Nesse período, ela morava no Ritz, um dos hotéis mais luxuosos de Paris, frequentado pela realeza europeia, milionários, socialites e estrelas como Greta Garbo, Chaplin, os escritores Proust e Hemingway e tantos outros. Outro habitué, Irving Berlin já dizia, na canção "Puttin'on the Ritz": "Se você está triste e não sabe para onde ir/ Por que você não vai onde a moda está?/ Lá no Ritz".

Rainha da moda, Chanel deve ter voltado para o hotel aliviada, mas ainda um tanto perturbada. Eram tempos de júbilo e culpa. Imagino que tenha descido com sua elegância impassível para o bar do Ritz e pedido um coquetel com champanhe a Frank Meier, o head bartender.

Coco Chanel em 1944, em Paris - AFP

Figura lendária entre os mixógrafos (historiadores do nobre ato de preparar bebidas —e de beber), Meier fora, também, espião —mas para a resistência francesa e os ingleses. Sua posição permitia-lhe entreouvir várias conversas dos oficiais nazistas que circulavam em peso no hotel. O detestável Göring, comandante da Luftwaffe, a força aérea alemã, era um deles.

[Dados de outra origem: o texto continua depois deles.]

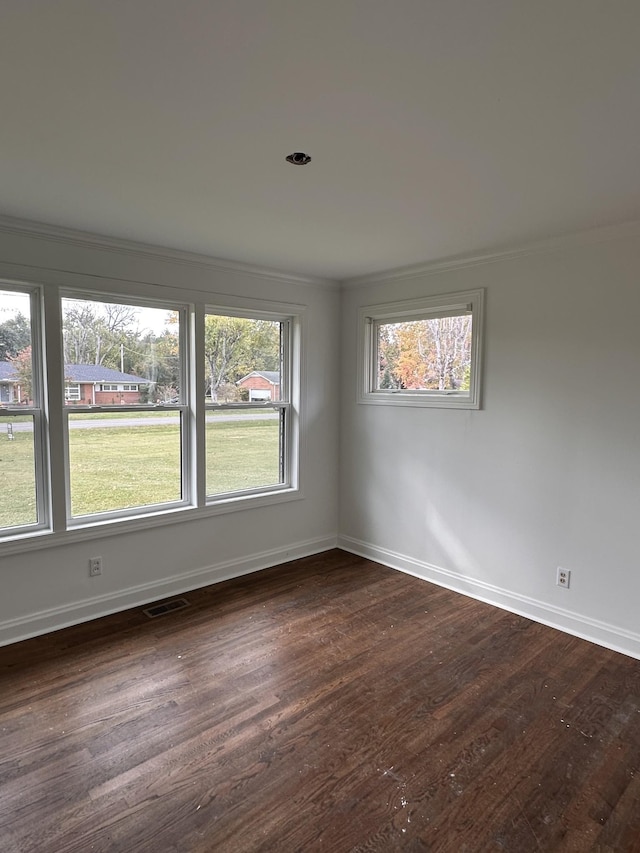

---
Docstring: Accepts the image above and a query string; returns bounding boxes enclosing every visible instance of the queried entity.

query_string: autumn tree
[8,346,33,403]
[378,315,472,391]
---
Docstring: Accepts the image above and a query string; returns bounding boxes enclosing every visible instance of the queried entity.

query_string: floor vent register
[143,598,190,618]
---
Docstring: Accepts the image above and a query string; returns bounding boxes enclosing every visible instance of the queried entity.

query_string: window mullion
[42,285,67,532]
[192,303,206,507]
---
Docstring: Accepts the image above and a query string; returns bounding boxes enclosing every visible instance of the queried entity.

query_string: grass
[67,424,183,515]
[0,413,32,423]
[206,418,280,495]
[0,431,37,528]
[0,416,280,528]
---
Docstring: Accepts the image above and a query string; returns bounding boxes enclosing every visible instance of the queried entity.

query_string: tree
[204,316,280,400]
[0,313,31,361]
[62,300,138,366]
[429,315,472,391]
[129,330,180,402]
[377,322,402,389]
[378,316,472,391]
[61,300,185,403]
[8,346,33,403]
[378,323,402,389]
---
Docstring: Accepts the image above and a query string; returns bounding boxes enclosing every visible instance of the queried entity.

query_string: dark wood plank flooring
[1,549,640,852]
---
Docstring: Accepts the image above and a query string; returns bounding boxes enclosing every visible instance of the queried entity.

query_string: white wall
[0,223,340,644]
[4,220,640,658]
[339,229,640,658]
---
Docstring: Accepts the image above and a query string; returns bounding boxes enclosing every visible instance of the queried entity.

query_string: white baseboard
[338,535,640,661]
[0,535,338,647]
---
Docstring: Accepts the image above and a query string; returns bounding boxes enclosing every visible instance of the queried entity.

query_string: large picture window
[358,289,485,409]
[0,282,301,545]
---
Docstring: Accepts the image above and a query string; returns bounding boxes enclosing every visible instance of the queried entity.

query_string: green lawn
[206,418,281,495]
[0,413,32,423]
[0,416,281,528]
[0,430,37,528]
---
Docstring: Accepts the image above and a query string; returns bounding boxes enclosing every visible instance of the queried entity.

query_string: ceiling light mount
[286,152,312,166]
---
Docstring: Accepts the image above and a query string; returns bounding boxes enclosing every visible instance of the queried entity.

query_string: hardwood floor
[1,549,640,852]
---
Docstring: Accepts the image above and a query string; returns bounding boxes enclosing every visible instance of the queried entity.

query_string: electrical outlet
[556,567,570,588]
[89,556,103,577]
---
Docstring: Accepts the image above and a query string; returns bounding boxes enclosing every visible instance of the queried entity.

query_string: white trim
[338,535,640,661]
[0,536,338,647]
[0,485,303,556]
[0,214,338,290]
[1,214,640,293]
[0,262,313,319]
[342,219,640,288]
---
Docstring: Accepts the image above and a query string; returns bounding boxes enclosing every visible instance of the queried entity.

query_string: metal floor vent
[143,597,190,618]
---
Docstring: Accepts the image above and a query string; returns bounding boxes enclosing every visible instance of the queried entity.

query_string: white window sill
[359,390,479,409]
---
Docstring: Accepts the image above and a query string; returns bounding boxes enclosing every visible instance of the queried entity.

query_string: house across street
[0,362,149,405]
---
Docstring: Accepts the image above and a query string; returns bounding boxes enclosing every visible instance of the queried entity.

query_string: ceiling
[1,1,639,280]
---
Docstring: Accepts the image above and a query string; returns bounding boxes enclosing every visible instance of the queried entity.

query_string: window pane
[0,416,37,528]
[61,297,181,405]
[206,408,282,496]
[377,314,473,392]
[68,412,182,516]
[0,289,33,405]
[204,315,281,402]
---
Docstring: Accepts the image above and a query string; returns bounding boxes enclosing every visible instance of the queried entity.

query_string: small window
[100,383,118,392]
[122,384,138,391]
[358,289,484,409]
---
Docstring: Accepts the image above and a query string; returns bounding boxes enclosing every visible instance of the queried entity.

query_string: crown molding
[2,213,638,292]
[341,219,640,288]
[0,215,338,290]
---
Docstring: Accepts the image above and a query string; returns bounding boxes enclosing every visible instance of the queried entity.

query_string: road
[2,412,278,433]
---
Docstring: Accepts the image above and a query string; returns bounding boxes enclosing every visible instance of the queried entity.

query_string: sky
[0,289,172,336]
[0,291,30,320]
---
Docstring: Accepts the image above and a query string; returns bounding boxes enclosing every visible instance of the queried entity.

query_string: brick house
[0,362,149,405]
[236,370,281,402]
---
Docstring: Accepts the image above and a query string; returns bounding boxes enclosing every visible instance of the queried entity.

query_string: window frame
[357,288,485,409]
[0,278,303,550]
[60,291,192,527]
[203,305,295,503]
[0,282,51,537]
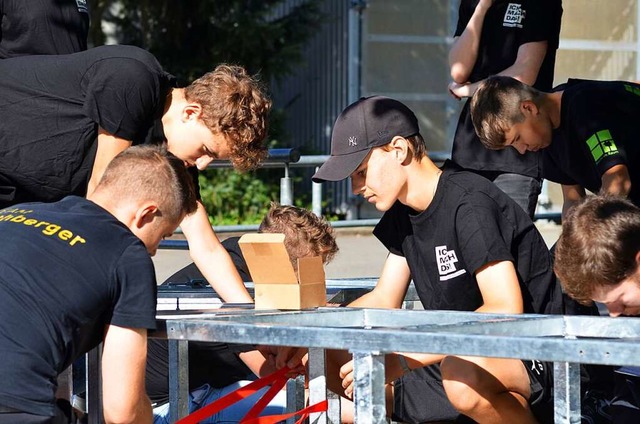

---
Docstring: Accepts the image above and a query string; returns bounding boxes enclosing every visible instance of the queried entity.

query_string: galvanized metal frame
[165,308,640,423]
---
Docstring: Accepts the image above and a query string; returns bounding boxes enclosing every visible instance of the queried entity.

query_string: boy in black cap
[311,96,564,423]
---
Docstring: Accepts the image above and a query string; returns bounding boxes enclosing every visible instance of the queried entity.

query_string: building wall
[273,0,639,216]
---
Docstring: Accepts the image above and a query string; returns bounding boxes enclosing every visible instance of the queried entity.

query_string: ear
[389,136,410,163]
[181,103,203,123]
[134,203,160,229]
[635,251,640,268]
[519,100,539,117]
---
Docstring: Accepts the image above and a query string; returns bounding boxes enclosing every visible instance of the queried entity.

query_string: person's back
[0,145,197,423]
[543,79,640,205]
[0,0,89,59]
[0,197,157,416]
[0,45,175,205]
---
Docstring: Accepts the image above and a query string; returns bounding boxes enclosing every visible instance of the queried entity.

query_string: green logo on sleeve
[586,129,618,163]
[624,84,640,96]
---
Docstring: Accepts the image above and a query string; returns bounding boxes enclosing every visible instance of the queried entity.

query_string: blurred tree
[88,0,323,83]
[87,0,325,224]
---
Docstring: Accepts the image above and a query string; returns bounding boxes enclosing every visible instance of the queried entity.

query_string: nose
[196,155,214,170]
[511,142,527,155]
[607,304,623,317]
[351,176,364,195]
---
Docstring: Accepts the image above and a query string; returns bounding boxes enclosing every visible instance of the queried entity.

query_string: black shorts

Austríaco, meio judeu, Meier também ajudou os hóspedes judeus a conseguir passaportes falsos e assim escapar aos campos de concentração. E esteve presente na noite em que oficiais tramaram o atentado contra Hitler.

Considerava o atendimento de suma importância. Chegava a carregar malas daqueles que apareciam para um trago antes do check-in ou check-out. Para ele, o lugar ideal do bartender era na frente do balcão, sorrindo, servindo e espionando. Daria um bom personagem do próprio Hemingway, que acabou rebatizando com seu nome o bar, depois de peripécias tais como liberar o Ritz da ocupação alemã no finzinho da guerra, valendo-se de uma tropa de membros da Resistência. Sem contar as não menos épicas bebedeiras.

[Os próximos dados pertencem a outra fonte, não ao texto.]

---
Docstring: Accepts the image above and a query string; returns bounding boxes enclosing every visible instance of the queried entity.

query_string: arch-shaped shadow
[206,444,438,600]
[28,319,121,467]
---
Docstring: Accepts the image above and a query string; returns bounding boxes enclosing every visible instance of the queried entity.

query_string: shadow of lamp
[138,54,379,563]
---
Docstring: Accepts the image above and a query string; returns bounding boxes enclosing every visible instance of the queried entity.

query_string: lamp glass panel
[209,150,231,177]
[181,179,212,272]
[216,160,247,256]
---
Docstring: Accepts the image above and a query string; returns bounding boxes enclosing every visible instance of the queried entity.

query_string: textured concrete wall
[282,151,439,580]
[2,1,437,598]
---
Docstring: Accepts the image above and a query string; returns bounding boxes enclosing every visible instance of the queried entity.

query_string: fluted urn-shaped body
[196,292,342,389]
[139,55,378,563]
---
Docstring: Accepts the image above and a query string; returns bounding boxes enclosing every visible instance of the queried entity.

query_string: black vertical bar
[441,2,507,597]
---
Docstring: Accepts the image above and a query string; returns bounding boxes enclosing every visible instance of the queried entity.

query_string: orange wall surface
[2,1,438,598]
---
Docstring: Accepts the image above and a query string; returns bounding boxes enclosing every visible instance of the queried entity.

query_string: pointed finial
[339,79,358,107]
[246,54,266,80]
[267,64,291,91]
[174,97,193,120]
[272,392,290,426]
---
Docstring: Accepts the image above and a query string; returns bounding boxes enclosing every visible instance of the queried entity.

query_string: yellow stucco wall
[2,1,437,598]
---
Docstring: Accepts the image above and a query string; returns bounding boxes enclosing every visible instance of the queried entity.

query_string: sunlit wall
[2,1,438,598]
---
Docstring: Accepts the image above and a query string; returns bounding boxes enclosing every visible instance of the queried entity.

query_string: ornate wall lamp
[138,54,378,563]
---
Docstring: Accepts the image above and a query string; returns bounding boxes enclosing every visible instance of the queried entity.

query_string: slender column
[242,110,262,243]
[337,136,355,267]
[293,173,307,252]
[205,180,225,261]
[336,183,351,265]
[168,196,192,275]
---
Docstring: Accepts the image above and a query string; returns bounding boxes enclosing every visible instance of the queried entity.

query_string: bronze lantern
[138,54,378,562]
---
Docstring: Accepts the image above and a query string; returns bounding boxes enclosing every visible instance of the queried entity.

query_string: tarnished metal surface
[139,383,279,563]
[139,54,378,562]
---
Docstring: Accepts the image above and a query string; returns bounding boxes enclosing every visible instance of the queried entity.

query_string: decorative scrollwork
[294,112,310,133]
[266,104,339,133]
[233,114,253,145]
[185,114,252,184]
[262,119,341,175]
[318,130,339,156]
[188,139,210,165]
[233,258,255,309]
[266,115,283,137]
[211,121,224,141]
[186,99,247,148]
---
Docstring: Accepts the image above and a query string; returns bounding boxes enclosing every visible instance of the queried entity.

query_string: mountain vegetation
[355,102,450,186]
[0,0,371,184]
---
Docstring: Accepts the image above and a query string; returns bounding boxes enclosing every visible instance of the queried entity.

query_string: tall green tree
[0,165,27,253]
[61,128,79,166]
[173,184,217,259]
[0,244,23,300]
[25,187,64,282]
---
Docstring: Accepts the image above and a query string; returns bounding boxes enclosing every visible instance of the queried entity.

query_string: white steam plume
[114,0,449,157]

Como teriam sido os encontros de Chanel e Meier? Um espionando o outro? Teria ele acendido o cigarro da dama, na ponta da piteira? E então perguntado, como quem não quer nada, e com palavras bem escolhidas, se o namorado dela não viria ao bar? Talvez. Com certeza deve ter-lhe oferecido um mimosa, coquetel simples e elegante, de suco de laranja e champanhe. Era, afinal, uma de suas criações.

O mimosa existe desde 1925, mas só teve a receita publicada em livro de 1936, do próprio Meier, editado pelo Ritz, "The Artistry of Mixing Drinks". O livro também traz indicações de como fazer o buck's fizz, muito parecido com o mimosa, criado em 1921 por Pat McGarry, no Buck's Club de Londres. A diferença está na proporção de champanhe —maior, no caso do buck's fizz.

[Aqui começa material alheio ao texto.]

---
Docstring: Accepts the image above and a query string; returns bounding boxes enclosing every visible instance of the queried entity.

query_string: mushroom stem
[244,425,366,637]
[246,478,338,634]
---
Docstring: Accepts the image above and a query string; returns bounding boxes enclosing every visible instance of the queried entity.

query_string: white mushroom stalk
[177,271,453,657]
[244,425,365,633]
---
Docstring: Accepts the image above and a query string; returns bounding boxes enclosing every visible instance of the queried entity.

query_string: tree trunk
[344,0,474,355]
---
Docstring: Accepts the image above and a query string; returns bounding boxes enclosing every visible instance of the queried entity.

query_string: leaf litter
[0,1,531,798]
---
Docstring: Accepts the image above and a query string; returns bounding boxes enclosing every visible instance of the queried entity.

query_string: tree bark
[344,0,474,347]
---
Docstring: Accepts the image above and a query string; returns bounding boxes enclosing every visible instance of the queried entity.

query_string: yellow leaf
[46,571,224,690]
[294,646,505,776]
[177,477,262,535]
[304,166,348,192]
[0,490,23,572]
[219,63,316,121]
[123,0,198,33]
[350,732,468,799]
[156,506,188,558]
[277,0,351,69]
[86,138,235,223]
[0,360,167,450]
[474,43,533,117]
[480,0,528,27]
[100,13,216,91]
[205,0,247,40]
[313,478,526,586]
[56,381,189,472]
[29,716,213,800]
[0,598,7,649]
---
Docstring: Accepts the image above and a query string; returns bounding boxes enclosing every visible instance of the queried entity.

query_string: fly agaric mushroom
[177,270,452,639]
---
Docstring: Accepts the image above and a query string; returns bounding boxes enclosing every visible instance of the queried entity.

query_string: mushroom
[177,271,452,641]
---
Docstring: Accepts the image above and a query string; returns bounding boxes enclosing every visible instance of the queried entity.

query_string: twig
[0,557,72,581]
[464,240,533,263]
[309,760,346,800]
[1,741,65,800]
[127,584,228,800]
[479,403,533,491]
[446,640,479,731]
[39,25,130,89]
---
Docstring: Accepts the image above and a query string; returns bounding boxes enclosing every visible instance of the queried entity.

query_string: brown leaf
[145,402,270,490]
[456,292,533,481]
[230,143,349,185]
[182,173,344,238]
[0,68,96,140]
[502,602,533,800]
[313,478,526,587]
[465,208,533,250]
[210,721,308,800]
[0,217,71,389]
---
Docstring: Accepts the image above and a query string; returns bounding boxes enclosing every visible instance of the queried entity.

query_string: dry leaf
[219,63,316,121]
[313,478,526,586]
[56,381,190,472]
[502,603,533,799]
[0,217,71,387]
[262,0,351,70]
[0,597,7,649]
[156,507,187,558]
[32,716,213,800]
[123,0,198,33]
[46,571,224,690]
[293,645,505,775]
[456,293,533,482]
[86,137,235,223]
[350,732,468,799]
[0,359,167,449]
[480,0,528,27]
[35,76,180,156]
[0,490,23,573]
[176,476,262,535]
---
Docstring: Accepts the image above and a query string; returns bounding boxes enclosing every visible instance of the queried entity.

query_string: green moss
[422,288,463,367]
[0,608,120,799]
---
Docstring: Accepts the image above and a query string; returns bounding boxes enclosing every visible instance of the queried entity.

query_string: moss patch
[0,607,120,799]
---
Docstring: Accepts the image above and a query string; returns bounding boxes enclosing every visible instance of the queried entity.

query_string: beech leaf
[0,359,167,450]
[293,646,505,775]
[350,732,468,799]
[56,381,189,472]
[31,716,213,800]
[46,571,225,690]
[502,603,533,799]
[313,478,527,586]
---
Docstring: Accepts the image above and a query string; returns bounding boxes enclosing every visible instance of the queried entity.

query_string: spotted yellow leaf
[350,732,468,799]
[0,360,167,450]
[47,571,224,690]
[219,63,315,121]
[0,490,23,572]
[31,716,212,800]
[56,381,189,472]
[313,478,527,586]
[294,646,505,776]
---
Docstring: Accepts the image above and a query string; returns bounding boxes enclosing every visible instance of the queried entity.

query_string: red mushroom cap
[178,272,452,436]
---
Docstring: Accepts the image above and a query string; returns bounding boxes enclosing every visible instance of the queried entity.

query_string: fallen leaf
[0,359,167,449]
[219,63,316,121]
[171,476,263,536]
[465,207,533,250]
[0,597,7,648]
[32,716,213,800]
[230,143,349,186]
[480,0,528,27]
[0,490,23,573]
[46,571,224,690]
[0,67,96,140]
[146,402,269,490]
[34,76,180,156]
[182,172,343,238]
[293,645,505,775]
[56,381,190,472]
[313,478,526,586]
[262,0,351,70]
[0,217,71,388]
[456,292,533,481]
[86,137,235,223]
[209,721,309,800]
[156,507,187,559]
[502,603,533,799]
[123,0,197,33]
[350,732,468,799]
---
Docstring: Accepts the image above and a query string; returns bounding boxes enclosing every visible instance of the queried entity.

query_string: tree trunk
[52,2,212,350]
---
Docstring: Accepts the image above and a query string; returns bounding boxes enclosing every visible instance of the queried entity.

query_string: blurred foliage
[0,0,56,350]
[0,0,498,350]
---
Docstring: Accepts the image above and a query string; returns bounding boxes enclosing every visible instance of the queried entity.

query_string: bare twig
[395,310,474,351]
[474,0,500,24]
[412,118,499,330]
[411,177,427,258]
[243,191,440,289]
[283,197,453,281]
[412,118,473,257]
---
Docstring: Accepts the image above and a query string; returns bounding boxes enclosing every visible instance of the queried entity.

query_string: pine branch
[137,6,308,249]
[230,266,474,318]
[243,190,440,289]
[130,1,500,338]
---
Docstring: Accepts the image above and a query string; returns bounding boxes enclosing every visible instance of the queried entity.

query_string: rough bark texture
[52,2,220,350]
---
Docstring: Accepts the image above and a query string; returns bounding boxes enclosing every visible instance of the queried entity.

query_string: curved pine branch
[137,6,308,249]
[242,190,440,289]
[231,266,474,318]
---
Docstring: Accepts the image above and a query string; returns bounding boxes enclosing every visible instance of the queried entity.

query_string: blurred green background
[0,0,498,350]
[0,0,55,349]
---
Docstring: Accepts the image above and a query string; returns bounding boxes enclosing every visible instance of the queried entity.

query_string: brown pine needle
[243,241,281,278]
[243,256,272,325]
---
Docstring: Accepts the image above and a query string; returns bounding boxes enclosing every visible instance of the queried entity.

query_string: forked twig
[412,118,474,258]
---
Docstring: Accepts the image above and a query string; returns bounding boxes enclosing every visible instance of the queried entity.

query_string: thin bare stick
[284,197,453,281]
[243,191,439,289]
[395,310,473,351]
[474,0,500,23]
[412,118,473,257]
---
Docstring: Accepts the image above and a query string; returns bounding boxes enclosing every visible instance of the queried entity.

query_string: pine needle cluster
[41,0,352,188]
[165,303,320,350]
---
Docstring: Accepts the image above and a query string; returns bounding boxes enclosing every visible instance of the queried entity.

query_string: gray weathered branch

O drinque viria a ser, ao lado do bloody mary, a principal pedida nos brunchs. Por motivos óbvios. É leve. É refrescante. E não ataca os sentidos logo cedo. O nome vem da planta mimosa, Acacia dealbata, mas poderia ter vindo da palavra em português: "suave e graciosa".

O importante é que, mesmo no apagar das luzes, "sempre teremos Paris".

MIMOSA

90 ml de champanhe

90 ml de suco de laranja (fresco e gelado)

Ponha 45 ml de champanhe na taça goblet com gelo. Despeje o suco e complete com o resto do champanhe. O melhor é não mexer.